Keywords
respiratory system - respiratory syncytial virus - preterm infants - hospitalization
Respiratory syncytial virus (RSV) is the most common cause of bronchiolitis and pneumonia
among children younger than 1 year of age.[1] Typically occurring between October and April in most U.S. regions,[2] RSV invades the respiratory epithelial cells causing inflammation and edema.[3] RSV is the most common airway infection among children under 2 years of age,[4] and is associated with respiratory outcomes like wheezing and higher health care
utilization into childhood.[5] While most children recover with limited medical intervention, severe RSV disease
is a leading cause of infant hospitalization, and management can include intensive
care unit admission and mechanical ventilation.[3]
[6]
In the United States, 2 to 3% of infants 12 months or younger visit the emergency
department for bronchiolitis each year,[7] and the risk of RSV-related hospitalization appears to be greatest during the first
few months of life.[4]
[9] Several factors associated with an increased risk of severe RSV have been identified,
including preterm birth, chronological age of less than 6 months during RSV season,
low birth weight, chronic lung disease, and congenital heart disease.[10]

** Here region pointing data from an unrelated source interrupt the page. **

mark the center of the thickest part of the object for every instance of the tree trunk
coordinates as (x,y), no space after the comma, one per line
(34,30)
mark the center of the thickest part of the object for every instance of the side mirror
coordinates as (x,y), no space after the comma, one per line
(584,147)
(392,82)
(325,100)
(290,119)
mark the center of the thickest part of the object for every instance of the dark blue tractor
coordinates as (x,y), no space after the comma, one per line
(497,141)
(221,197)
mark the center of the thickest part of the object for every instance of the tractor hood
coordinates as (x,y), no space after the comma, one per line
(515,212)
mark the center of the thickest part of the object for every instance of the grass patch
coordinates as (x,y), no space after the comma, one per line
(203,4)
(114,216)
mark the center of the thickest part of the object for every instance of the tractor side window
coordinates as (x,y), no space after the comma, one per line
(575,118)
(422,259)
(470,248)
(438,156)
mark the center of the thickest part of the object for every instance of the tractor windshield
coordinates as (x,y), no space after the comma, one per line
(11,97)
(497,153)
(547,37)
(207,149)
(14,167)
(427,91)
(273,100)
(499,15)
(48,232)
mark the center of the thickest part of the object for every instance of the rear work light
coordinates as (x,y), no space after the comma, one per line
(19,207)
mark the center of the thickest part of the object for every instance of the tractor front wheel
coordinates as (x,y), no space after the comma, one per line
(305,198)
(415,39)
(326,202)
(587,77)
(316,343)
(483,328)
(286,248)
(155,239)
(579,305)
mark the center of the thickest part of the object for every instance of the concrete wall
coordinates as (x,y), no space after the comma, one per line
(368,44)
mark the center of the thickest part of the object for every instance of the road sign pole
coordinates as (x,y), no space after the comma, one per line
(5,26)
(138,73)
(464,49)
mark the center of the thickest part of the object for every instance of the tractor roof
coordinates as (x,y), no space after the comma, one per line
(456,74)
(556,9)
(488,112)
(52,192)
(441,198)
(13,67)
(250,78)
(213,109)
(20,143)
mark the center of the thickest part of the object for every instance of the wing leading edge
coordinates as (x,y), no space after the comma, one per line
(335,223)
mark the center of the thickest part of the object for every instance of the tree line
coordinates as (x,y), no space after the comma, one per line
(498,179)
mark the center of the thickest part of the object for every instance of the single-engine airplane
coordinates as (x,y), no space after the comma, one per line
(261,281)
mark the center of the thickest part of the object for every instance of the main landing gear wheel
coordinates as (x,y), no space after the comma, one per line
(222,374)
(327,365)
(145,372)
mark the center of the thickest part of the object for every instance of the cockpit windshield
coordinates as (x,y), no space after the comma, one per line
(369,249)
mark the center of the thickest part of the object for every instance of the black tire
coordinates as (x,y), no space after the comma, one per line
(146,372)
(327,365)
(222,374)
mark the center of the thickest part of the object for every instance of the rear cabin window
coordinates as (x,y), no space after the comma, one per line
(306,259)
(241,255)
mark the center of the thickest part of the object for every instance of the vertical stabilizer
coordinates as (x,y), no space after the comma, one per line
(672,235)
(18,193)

[11] There are no specific therapies to treat the infection or preventative vaccine for
RSV, though vaccines are in development stage[12]; however, the risk of RSV hospitalization can be reduced through passive RSV immunoprophylaxis
(RSV-IP) via monthly administration during the RSV season of the monoclonal antibody
palivizumab.[13]
[14]
Since the approval of palivizumab in 1998, the American Academy of Pediatrics (AAP)
Committee on Infectious Diseases has released three revisions to its initial guidance
on which infants they recommend receive RSV-IP.[15]
[16]
[17]
[18] While earlier versions of the AAP guidance recommended the use of RSV-IP in infants
born at 29 to 34 weeks of gestational age (wGA), depending on age relative to RSV
season, regardless of additional risk factors, the 2014 policy recommended against
RSV-IP among infants born at 29 wGA or later unless there were other risk factors.[15]
[19] RSV-IP utilization subsequently decreased among infants born at 29 to 34 wGA.[20]
[21] The 2014 policy was reaffirmed in 2019.
Multiple U.S. studies that evaluated the 2014 to 2017 RSV seasons have demonstrated
an increased risk of RSV hospitalization after the 2014 AAP policy against RSV-IP
for otherwise healthy infants born at 29 to 34 wGA and less than 6 months chronological
age during RSV season.[20]
[21]
[22]
[23]
[24]
[25] The objective of this study was to extend this prior research by examining RSV-IP
and RSV hospitalizations among term infants and preterm infants born at 29 to 34 wGA
during a 10-year period, including the 5 RSV seasons before and 5 RSV seasons after
the guidance change. We used a difference-in-difference multivariable model to measure
the change in RSV hospitalization risk following the 2014 change in the APP policy.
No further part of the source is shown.